- Directed by: Amanda Forbis Wendy Tilby
- Written by: Amanda Forbis Wendy Tilby
- Produced by: Marcy Page Bonnie Thompson David Verrall (exec.) David Christensen (exec.)
- Starring: Adam Blackwood Luba Goy Anthony Bekenn Keith Dinicol Colin Fox Nonnie Griffin Ben Carlson Amy Rutherford
- Music by: Judith Gruber-Stitzer
- Production company: National Film Board of Canada
- Release dates: June 2011; January 6, 2012 (online);
- Running time: 13 minutes 30 seconds
- Country: Canada
- Language: English

= Wild Life (2011 film) =

Wild Life is a 2011 Canadian animated short film by Wendy Tilby and Amanda Forbis. The film debuted at the 2011 Worldwide Short Film Festival in Toronto in June 2011 and online on January 6, 2012. The film was nominated for Best Animated Short Film at the 84th Academy Awards, and Best Animated Short Subject at the 39th Annie Awards as well as a Genie Award for Best Animated Short at the 32nd Genie Awards.

Based in Calgary, Tilby and Forbis were previously nominated for an Academy Award for Best Animated Short Film for their 1999 NFB film When the Day Breaks, with Tilby also nominated individually for her 1991 NFB short Strings.

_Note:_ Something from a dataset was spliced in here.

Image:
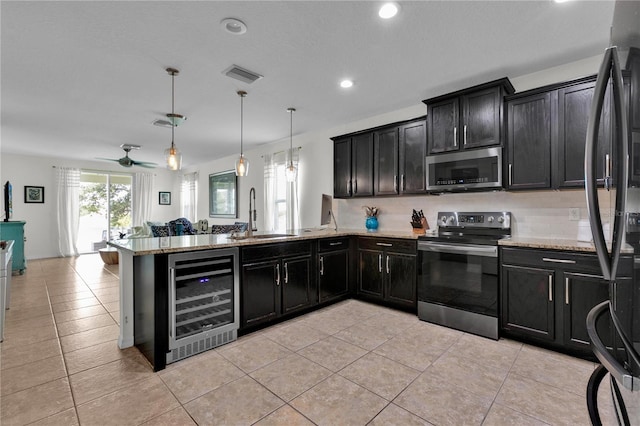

Wild Life was produced by Marcy Page and Bonnie Thompson.

==Premise==
The film follows the story of a dapper young remittance man sent to Alberta from England in 1909, with disastrous results.

==Production==
In addition to writing and directing the film, Forbis and Tilby drew and painted every animation frame in guache, and wrote the lyrics for the film's final song. They were only able to work on Wild Life part-time, due to commercial obligations, and the film is reported to have taken them from six to over seven years, from concept to completion.

==Awards==
The film has been nominated as Best Animated Short Film at the 84th Academy Awards, and Best Animated Short Subject at the 39th Annie Awards as well as a Genie Award for Best Animated Short at the 32nd Genie Awards. The short won three honors at the 38th Annual Alberta Film and Television Awards in Calgary, including the Rosie for Best Short. Forbis and Tilby also won the Rosie for Best Animator(s) or Motion Graphic Artist(s), while the award for Best Overall Sound — Drama went to Wild Life creative crew David J. Taylor and Pat Butler. Wild Life won a Golden Sheaf Award for Best Animation at the 2012 Yorkton Film Festival.